Tasmanian devils, on the other hand, have very little population diversity in MHCs. At some point in the past, the devils experienced what’s known a genetic bottleneck. A large portion of the population was killed (cause unknown), leaving only a small gene pool, and thus a small sampling of MHC variations.

Tasmanian devil MHC complexes are so similar that their bodies can’t  tell the difference between their own cells and those of other devils. Every team’s jersey is so similar that it’s hard to know who’s on the home team and who’s the visitor. So when cancer cells from an infected devil latch onto an uninfected devil, they go undetected by the immune system and spread unhindered. Genetic studies of the cancer have shown that the DNA of tumor cells is extraordinarily similar across the infected devil population. Furthermore, the tumor DNA is significantly different from the infected devil’s DNA. These facts point to a tumor that arose in one devil and spread as a tissue graft to other devils through bites. Because of their lack of immune diversity, the Tasmanian devil population is being wiped out by one giant tumor run amok.

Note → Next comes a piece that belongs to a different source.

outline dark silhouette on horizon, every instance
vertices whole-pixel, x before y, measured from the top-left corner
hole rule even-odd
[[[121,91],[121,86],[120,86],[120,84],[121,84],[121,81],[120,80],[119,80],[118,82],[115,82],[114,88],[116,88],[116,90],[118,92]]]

What can we do to stop the eradication of Tasmanian devils? Synthetic biology may have the answers. Developing technology may allow scientists to create Tasmanian devils with more MHC diversity, devils with immune systems that would spot and destroy the invading cancer cells before they took root. In my next blog post, I’ll talk about the discoveries and technology that could save the Tasmanian devil, and other species that are near (or already) extinct.

716px-Tasmanian_devil_head_on

How can we save these guys? Tune in next time to see!
[This work by KeresH is licensed under a Creative Commons Attribution-Share Alike 3.0 Unported License.]

Sources:

O’Neill, Iain. “Tasmanian devil facial tumor disease: Insights into reduced tumor surveillance from an unusual malignancy.” International Journal of Cancer. 127.7 (2010): 1637-1642.

 Siddle, Hannah et al. “Transmission of a fatal clonal tumor by biting occurs due to depleted MHC diversity in a threatened carnivorous marsupial.” PNAS. 104.41 (2007): 16221-16226.

Siddle, Hannah et al. “MHC gene copy number variation in Tasmanian devils: implications for the spread of a contagious cancer.” Proceedings of the Royal Society: Biology. 277.1690 (2010): 2001-2006.

Woods, Gregory et al. “The Immune Response of the Tasmanian Devil & Devil Facial Tumour Disease.” EcoHealth. 4.3 (2007): 338-345.